The Centre for Research on Energy and Clean Air uses maritime traffic data, shipping records, customs information, and market intelligence to track where Russian oil actually goes. What they found is stark: 85 percent of the oil delivered by these sanctioned vessels flows to the Jamnagar refinery in India. That refinery then exports refined products back to Australia. In other words, Australian companies are importing Russian crude oil that has been processed through a refinery that openly disregards the vessel sanctions Australia imposed. The government is, in effect, undermining its own measures.

The issue surfaced at Senate Estimates earlier this month. Foreign Minister Penny Wong acknowledged the problem but suggested the private sector bears responsibility for policing its own supply chains. She noted that governments face real limits when traceability mechanisms don't exist. One company, BP, was singled out for scrutiny. A senator expressed hope the company would reduce any revenue flowing to Vladimir Putin, including through secondary products. BP responded to SBS News by stating it maintains processes and controls to comply with applicable trade sanctions—a statement that does little to address the structural problem.
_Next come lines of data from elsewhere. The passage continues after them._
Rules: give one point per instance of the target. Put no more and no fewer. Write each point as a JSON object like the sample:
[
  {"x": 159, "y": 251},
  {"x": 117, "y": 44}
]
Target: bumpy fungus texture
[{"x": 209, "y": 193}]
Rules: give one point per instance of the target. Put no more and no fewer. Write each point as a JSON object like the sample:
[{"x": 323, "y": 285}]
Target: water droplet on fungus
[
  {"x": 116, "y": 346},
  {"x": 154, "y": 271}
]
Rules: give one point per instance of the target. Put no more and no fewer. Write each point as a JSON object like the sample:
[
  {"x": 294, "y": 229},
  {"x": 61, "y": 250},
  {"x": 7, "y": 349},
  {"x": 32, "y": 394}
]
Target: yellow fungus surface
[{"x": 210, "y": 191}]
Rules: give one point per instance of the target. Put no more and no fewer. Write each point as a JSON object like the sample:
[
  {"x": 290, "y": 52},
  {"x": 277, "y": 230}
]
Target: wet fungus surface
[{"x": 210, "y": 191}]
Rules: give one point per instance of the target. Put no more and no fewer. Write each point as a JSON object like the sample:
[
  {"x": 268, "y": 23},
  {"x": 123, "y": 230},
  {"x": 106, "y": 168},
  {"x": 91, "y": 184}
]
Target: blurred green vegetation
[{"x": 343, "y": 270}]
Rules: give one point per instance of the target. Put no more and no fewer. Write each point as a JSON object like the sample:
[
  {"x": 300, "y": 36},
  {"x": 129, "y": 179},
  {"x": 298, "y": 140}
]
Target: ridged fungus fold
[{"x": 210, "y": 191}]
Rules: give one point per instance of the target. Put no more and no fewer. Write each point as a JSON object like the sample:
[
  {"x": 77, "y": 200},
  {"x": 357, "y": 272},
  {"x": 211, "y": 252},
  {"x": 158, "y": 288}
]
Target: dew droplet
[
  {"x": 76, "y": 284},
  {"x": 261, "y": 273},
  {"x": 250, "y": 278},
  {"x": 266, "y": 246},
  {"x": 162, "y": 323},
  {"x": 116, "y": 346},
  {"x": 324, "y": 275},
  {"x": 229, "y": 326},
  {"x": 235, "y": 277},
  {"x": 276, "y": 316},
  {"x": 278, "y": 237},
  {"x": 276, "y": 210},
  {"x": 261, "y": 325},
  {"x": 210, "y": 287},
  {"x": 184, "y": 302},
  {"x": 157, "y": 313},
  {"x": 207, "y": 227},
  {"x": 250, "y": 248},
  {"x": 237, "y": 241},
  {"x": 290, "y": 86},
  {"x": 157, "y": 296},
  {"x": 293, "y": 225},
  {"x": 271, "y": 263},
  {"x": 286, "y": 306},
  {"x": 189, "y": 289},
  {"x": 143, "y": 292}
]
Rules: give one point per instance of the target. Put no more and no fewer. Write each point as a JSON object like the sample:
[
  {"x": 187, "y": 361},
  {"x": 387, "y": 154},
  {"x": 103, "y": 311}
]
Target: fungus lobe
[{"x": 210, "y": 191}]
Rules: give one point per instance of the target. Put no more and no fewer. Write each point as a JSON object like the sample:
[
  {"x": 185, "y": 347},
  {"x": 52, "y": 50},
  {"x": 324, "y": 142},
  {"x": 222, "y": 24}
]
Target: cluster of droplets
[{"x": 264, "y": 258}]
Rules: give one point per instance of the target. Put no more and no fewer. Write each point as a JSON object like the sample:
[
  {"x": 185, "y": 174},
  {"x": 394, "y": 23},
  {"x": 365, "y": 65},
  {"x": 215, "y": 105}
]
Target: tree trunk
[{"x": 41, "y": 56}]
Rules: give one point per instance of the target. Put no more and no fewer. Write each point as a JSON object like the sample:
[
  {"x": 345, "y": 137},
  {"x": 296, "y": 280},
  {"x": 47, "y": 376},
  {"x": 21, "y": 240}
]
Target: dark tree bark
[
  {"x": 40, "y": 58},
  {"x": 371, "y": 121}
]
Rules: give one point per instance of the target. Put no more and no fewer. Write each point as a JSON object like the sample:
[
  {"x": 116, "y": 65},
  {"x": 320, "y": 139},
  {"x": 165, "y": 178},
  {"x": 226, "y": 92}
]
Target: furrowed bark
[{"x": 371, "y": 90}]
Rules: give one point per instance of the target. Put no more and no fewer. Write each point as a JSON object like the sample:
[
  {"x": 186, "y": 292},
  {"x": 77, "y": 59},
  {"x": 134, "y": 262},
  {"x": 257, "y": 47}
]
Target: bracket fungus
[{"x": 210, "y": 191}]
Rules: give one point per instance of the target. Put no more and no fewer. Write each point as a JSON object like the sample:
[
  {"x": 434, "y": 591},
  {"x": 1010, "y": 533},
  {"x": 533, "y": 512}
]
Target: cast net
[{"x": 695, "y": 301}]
The Department of Foreign Affairs and Trade said it does not comment on potential future sanctions but is evaluating options to increase pressure on Russia's oil revenues. That cautious language masks a deeper challenge: the current approach treats symptoms, not causes. Dr Anton Moiseienko, a senior lecturer in law at the Australian National University, argues Australia is playing whack-a-mole. Each time a vessel is sanctioned, another appears. The real solution, he suggests, is to sanction the refineries themselves—the Indian and Chinese facilities that knowingly buy Russian crude wholesale and resell it to countries like Australia. That would close the loophole rather than endlessly chase individual ships. Whether Australia's government will take that step remains unclear, but the data suggests the current strategy is failing to achieve what it was designed to do.
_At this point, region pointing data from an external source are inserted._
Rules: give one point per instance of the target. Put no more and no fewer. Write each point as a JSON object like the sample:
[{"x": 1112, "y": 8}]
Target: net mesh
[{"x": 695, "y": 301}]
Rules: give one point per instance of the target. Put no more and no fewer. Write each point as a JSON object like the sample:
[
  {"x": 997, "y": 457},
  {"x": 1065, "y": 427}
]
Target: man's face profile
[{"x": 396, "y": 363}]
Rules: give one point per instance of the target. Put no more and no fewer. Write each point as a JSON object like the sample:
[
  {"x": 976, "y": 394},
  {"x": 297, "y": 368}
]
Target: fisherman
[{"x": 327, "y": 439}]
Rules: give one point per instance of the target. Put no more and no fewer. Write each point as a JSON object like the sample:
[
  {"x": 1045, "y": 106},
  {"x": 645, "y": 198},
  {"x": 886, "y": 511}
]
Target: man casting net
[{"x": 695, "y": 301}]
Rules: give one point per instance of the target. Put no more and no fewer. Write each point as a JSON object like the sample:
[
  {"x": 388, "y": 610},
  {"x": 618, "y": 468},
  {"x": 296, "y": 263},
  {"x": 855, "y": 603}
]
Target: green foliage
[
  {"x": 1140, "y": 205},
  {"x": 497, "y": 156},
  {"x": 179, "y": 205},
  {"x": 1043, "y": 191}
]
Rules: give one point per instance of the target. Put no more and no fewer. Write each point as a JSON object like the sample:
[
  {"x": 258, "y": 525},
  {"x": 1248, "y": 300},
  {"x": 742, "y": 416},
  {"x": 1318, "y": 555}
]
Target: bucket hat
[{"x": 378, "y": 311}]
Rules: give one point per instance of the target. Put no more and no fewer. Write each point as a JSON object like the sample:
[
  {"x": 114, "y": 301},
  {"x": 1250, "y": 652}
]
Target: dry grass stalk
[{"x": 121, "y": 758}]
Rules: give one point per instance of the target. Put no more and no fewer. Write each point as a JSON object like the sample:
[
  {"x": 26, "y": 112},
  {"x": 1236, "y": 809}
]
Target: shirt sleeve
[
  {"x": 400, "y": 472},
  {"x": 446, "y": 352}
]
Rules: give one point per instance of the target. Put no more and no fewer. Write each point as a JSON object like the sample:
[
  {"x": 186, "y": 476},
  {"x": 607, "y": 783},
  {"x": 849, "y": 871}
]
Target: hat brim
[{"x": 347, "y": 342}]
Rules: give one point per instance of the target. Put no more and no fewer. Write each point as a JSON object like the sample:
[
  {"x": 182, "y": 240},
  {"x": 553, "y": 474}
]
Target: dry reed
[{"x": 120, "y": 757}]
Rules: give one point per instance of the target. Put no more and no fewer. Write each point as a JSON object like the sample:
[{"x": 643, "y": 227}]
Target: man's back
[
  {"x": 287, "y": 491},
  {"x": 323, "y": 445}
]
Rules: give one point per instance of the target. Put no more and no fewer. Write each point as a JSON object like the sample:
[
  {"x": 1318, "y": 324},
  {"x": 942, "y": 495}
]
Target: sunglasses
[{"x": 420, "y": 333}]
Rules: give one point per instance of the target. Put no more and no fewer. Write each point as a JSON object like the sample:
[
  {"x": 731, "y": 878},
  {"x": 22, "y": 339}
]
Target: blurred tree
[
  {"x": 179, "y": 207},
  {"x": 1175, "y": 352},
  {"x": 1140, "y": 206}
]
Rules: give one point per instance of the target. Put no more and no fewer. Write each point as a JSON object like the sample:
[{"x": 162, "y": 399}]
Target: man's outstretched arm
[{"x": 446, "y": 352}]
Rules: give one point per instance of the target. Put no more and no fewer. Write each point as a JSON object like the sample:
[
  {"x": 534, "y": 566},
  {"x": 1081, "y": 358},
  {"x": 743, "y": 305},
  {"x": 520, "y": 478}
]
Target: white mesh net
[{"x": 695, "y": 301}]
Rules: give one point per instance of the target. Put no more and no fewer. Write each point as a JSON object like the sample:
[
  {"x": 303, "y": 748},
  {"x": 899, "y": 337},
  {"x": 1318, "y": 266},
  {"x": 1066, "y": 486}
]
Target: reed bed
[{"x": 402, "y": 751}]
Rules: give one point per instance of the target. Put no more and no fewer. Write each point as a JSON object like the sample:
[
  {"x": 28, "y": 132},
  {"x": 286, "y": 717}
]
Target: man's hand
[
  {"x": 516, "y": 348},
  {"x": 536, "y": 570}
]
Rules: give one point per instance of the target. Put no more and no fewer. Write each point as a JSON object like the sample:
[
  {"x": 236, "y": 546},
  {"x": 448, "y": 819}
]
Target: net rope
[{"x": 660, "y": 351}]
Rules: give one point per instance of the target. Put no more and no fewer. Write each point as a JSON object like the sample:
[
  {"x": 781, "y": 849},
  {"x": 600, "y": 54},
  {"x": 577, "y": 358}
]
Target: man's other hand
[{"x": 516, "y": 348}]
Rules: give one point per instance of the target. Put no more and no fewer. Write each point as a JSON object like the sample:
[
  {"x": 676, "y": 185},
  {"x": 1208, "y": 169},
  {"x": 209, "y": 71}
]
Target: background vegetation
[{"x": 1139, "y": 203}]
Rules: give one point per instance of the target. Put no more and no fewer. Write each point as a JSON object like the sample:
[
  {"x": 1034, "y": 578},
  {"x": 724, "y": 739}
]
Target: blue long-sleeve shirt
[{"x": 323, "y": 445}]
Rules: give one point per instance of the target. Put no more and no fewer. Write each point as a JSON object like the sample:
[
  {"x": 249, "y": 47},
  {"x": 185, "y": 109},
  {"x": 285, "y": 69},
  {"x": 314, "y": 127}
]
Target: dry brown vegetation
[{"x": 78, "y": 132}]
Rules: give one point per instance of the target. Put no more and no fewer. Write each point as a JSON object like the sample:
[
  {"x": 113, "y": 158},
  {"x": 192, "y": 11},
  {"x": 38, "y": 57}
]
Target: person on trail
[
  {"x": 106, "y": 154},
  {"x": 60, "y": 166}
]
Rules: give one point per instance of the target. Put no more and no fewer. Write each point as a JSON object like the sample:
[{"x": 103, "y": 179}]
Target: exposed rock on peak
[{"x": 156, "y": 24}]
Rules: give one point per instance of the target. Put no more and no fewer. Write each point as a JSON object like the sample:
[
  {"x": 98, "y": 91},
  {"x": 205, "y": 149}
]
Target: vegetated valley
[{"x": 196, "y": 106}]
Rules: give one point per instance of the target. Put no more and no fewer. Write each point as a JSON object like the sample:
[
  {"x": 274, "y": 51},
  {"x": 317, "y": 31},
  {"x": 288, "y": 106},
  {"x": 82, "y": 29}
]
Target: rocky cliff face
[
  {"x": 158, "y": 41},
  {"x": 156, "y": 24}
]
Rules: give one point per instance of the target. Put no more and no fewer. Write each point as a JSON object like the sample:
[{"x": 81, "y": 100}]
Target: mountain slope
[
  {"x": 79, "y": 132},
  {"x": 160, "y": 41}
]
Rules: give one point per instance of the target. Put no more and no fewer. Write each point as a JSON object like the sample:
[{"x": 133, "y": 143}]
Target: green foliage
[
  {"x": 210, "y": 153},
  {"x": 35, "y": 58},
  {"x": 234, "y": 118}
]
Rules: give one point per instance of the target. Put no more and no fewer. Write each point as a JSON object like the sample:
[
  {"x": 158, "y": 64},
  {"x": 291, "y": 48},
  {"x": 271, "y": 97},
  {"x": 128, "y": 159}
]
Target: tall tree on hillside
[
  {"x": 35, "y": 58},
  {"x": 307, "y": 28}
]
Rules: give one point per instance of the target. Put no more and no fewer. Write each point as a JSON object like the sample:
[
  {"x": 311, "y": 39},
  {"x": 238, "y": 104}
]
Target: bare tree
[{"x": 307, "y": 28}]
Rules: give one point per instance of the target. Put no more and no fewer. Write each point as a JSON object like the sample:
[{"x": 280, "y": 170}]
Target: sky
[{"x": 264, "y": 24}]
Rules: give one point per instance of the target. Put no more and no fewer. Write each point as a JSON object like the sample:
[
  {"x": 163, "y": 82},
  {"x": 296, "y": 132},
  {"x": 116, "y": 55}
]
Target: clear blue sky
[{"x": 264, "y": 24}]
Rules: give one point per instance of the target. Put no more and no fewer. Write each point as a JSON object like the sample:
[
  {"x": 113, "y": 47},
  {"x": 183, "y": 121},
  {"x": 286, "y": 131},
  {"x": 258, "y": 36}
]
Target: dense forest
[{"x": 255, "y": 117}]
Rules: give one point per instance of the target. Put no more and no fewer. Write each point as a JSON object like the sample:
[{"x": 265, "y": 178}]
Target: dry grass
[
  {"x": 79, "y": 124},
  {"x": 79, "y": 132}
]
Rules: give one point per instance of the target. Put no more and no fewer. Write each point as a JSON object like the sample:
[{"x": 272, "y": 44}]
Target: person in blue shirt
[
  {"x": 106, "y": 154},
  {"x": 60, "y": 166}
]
The way that we define a shadow fleet is any vessel that does not have to comply with the price cap... that have essentially opaque ownership structures, non-determinable insurance, utilise flags... that are often false.
— Vaibhav Raghunandan, EU-Russia analyst, Centre for Research on Energy and Clean Air
The real step that Australia could take is not to keep playing that whack-a-mole game, but to sanction the refineries that are buying wholesale Russian crude oil and reselling it to places like Australia.
— Dr Anton Moiseienko, senior lecturer in law, Australian National University
A Conversa do Hearth Outra perspectiva sobre a história
Inventor

So these shadow fleet vessels are sanctioned by Australia, but they're still moving oil. How does that even work?

Model

The sanctions target the ships themselves, but the oil they carry gets refined in India or China first. Once it's refined, it's a different product—harder to trace back to its Russian origin. Australian companies then buy the refined fuel, not the crude.

Inventor

But doesn't Australia know where the refined oil comes from?

Model

In theory, yes. In practice, the supply chains are deliberately obscured. The refinery in Jamnagar processes 85 percent of this shadow fleet oil. It's not hidden, but the connection between the sanctioned vessel and the final product sold to Australian companies is murky enough that enforcement becomes nearly impossible.

Inventor

Why doesn't Australia just sanction the refineries?

Model

That's what experts are asking. It would be more direct—cut off the buyer, not the shipper. But it's also more confrontational. India and China are major trading partners. Sanctioning their refineries would be a much bigger move politically.

Inventor

So the government is choosing not to because it's hard?

Model

Not quite. They're saying they lack the mechanisms to trace it reliably. But that's partly because they haven't built those mechanisms. The real barrier is political will and the cost of escalation.